How To Save Money on Investment Fees

There was a recent article published on NerdWallet that said something pretty shocking. Based on the site’s analyzing of a range of scenarios, they found one that showed paying just 1% in fees could cost a Millennials more than $590,000 in sacrificed returns over 40 years.

That’s shocking for most of us and shows the importance of making sure you’re not paying too much in fees as an investor. So how do you avoid them? A lot of avoiding fees might be based on how you use the newest investment technology, and there are some other strategies you can follow as well.

The following are some tips that are based primarily on the tech you use for investing and other factors as well, that can help you reduce the amount you pay in fees on your investments and trades.

Know the Fees

When you think of investment fees, the first thing that comes to mind might be trading fees and commissions, and these can be incredibly expensive. For example, if you use eTrade as your trading platform, you’re going to be paying $10 in commission fees for most trades you make.

As if this isn’t expensive enough, what a lot of people don’t realize is that they may also be paying investment management fees, mutual fund management fees and maintenance fees.

A lot of the battle comes down to being cognizant of what you’re paying.

Fees Related to Penny Stocks

If you’re someone who follows something like the Tim Sykes challenge team and you’re interested in penny stocks, there are even more fees to be aware of. For example, if you use certain sites to trade anything less than $5 a share, there may be an addition surcharge added on.

Some online brokers may put this cap on anything under $3 or $1. That may be in addition to the regular commission, so if you’re trading a large number of shares, which you are with penny stocks, that can add up quickly.

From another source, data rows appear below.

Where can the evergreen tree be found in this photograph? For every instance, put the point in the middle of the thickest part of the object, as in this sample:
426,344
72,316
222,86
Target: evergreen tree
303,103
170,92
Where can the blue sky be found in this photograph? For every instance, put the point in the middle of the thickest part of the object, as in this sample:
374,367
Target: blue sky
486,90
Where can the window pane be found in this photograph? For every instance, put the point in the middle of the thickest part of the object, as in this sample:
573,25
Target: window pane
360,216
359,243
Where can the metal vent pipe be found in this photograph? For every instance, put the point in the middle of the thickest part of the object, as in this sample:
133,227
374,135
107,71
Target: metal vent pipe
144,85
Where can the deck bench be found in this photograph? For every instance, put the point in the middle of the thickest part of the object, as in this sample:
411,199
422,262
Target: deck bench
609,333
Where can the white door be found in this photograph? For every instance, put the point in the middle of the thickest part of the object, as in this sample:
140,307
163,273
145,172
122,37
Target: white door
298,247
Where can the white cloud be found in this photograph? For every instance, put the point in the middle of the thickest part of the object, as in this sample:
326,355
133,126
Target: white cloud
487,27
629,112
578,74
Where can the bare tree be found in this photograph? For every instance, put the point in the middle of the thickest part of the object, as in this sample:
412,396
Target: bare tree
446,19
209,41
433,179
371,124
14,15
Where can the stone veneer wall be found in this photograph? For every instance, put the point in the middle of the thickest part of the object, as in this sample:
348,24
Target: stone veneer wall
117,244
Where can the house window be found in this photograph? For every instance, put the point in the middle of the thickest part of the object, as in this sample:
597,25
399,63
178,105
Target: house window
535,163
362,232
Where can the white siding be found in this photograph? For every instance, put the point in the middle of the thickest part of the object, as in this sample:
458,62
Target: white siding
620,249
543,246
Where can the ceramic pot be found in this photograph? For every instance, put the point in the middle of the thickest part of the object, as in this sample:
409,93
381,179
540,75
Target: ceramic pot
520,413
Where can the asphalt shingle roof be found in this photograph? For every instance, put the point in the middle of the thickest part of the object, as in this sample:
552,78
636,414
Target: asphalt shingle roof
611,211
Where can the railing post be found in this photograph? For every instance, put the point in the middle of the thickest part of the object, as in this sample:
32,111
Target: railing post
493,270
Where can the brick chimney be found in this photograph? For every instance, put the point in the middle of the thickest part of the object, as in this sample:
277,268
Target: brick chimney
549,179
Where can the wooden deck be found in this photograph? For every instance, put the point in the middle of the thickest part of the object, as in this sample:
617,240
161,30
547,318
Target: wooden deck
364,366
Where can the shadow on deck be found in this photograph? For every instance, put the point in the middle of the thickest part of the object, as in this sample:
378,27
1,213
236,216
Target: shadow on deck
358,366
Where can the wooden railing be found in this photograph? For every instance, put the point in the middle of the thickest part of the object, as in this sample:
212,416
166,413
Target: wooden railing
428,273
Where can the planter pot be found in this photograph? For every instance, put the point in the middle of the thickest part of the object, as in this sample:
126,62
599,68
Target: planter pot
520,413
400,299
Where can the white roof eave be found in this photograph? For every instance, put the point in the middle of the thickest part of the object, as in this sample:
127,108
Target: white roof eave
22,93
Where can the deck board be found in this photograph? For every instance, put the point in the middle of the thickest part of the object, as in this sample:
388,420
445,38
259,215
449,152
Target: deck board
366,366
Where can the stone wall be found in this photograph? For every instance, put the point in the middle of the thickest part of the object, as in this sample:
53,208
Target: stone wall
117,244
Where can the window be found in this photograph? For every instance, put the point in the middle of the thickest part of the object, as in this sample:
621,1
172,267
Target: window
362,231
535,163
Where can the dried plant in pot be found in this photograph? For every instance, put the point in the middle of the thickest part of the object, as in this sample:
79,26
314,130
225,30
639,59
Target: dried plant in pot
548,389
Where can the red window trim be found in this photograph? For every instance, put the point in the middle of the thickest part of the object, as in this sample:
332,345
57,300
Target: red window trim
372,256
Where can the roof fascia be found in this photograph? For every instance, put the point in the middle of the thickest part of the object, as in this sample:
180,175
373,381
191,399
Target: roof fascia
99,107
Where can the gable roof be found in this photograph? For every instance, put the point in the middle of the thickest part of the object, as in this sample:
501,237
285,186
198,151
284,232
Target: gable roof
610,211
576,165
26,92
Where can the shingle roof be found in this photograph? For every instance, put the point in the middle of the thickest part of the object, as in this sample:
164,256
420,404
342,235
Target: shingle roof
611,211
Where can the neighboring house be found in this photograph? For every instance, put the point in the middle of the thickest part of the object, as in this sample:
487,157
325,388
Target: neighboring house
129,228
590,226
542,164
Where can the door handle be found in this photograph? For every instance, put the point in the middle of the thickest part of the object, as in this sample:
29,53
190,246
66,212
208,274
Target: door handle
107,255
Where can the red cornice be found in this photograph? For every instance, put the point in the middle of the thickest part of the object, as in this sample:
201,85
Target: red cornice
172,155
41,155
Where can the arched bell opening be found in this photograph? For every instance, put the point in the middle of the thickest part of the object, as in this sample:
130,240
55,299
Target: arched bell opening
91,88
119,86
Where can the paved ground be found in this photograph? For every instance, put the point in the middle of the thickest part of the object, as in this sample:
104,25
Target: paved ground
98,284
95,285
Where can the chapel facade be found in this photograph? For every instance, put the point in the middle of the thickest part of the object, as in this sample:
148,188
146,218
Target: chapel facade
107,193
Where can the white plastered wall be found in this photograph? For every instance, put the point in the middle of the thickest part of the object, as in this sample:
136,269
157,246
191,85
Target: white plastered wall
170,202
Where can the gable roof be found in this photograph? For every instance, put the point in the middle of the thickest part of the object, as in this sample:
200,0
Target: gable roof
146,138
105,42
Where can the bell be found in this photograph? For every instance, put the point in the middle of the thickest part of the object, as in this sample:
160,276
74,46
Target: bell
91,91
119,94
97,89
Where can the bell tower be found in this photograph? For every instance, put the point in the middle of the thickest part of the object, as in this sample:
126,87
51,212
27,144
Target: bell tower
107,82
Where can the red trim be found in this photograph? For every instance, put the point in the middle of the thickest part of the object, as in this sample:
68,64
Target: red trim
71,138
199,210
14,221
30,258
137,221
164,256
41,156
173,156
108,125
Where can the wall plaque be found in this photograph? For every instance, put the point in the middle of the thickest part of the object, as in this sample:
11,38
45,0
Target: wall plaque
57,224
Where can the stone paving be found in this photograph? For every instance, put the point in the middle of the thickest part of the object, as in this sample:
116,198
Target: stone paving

Make sure you’re aware of trade surcharges as well as potential volume restrictions. Look for brokers that charge flat prices and if you’re going to be trading in high volumes or frequently, you might want to go with something that’s considered a discount broker.

ETFs vs. Mutual Funds

Funds are a popular way to invest, particularly if you want to take a hands-off, diversified approach. If you’re concerned about fees, you might want to opt for ETFs instead of mutual funds. Typically ETFs are less expensive and have a lower expense ratio as compared to mutual funds, and they have most if not all of the same benefits.

You can also look for online brokers that have funds available with no trading fees. A lot of companies are offering ETFs with no trading fees at all, which can be a great value if you want to minimize your costs as much as possible.

Use a Robo-Advisor

Finally, if you love the concept of integrating cutting edge technology into your investment strategy,  you should consider robo-advisors. Not only are these options convenient and easy ways to optimize your portfolio based on your objectives and risk profile, but they can also save money on fees.

Many robo-advisors don’t charge management fees for accounts under a certain amount, and if they do charge fees, they tend to be significantly lower than traditional investment fees and expenses.

For any investor, but particularly younger investors who may have less money to invest, minimizing fees should be a key concern. Choosing the right platforms and technology, as well as being aware of fees are some good ways to get better returns through lower fees.